I know that some people say that cleaning makes them feel better. Frankly, that’s the last thing I feel like doing when I’m feeling bad. Unless it’s my room. See, I am not the best housekeeper. I’m sure you had no idea, but there it is. SallyGirl is a slob. We keep the public part of the house presentable most of the time, but my side of the bedroom looks like Katrina took a detour. I avoid it like the plague, until I’m feeling pretty crappy. Then I put on my Supremely Sally playlist and get to work, and I really do feel better again. I’m considering making it a permanent thing, the clean half of the room. But then something else will fall apart, and I’m not sure I want to find out what that is. Now that I no longer stuff my face whenever I feel like it (well, except for the powdered donut incident yesterday), and I’m banned from having any kind of credit card for life (so I can’t spend my bad feelings away), I use my room as my chaos outlet.

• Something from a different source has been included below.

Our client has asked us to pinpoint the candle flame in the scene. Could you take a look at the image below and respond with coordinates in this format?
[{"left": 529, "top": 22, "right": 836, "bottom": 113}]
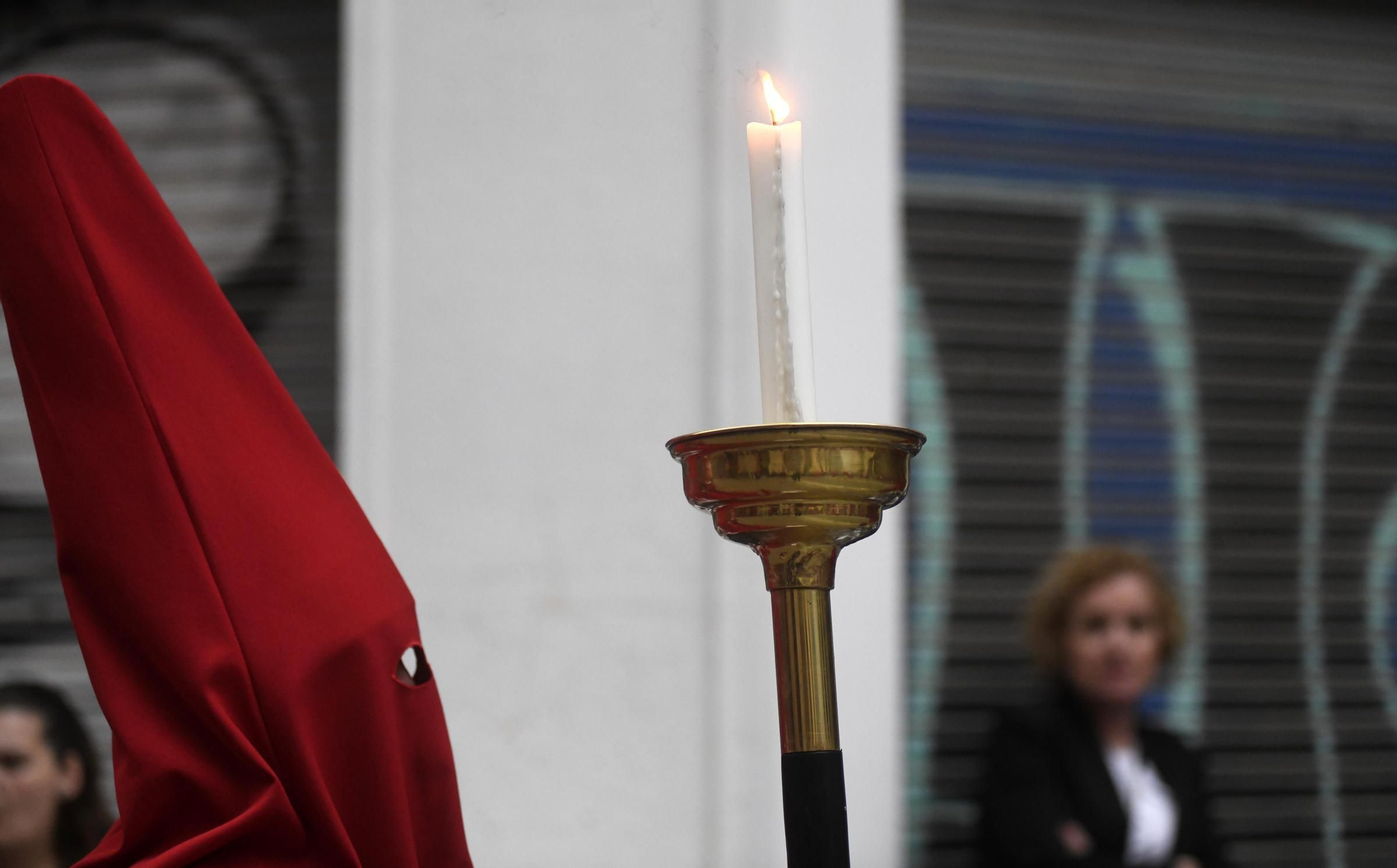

Why do I feel like I’m lying to myself? Probably because I am. Damn, I hate it when I’m cognizant like that. I am running away from responsibility, and I am running out of places to run away to. I may be forced to start becoming responsible soon. What if I don’t like who I am then? What if I’m not funny anymore? I’m scared to grow up. Maybe I’m pissing my life away while I can. Subconsciously I must be waiting for my husband to turn 36 so I can make sure he’s not going to die and leave me alone like my dad did. Well that’s good news! Three more years until I grow up!
Gosh I hope this crapfest leaves before my birthday party gets here. I hate to be a bummer when company comes!